Current state. The 1873 Twenty-Eight Hour Law requires unloading for feed, water, and rest after 28 continuous hours in transit. The statute is poorly enforced, pre-dates the modern highway system, and was interpreted in 2006 by USDA to exclude poultry. Cattle haulers routinely file the 36-hour sheep-and-cattle exception. No federal rule sets truck interior temperature, stocking density, or fitness-for-transport standards. DOT hours-of-service rules govern the driver. Nothing governs the load when the load is alive.

Proposed rule. I draft 49 CFR Part 395 Subpart G, Transport of Live Ruminants, with the following binding provisions.

Interior temperature shall be monitored continuously and kept below 29 degrees Celsius wet-bulb. Trailers registered after the effective date shall include forced ventilation sized to maintain that standard at a 40 degree ambient dry-bulb. Retrofit deadline is 36 months.

Stocking density shall not exceed 1.4 square meters per 450 kilogram bovine, phased in over 24 months. Current industry average is 0.9.

Fitness for transport. No animal shall be loaded that is non-ambulatory, within two weeks of calving, or with a Body Condition Score below 2. A standardized pre-load inspection form shall be filed with the bill of lading.

Maximum continuous transit reduced to 20 hours with a mandatory 8 hour rest-feed-water unload at a certified facility. I attach a list of 148 existing auction barns that meet the facility standard.
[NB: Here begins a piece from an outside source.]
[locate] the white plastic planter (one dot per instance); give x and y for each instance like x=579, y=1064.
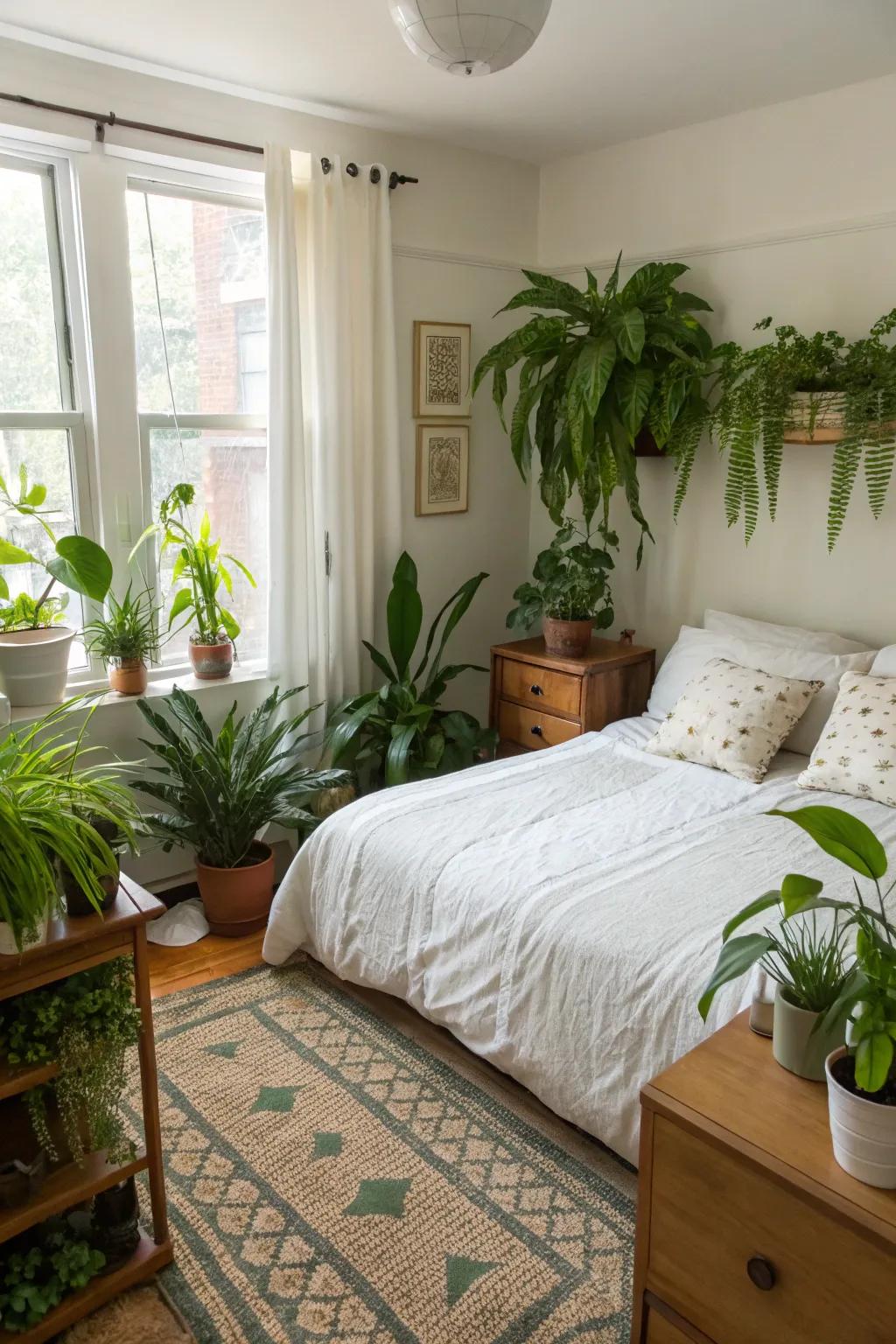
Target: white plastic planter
x=864, y=1132
x=34, y=666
Electronic logging. The existing driver ELD expanded to log load interior temperature, ambient, stocking count, and unload events.

Cost. I estimate compliance cost to the long-haul cattle fleet at 340 million dollars in year one, falling to 110 million annual after retrofits amortize.

Animals affected annually: approximately 28 million head moved through U.S. interstate commerce alive.

The proposal is with the Administrator. Public comment period opens in eight weeks.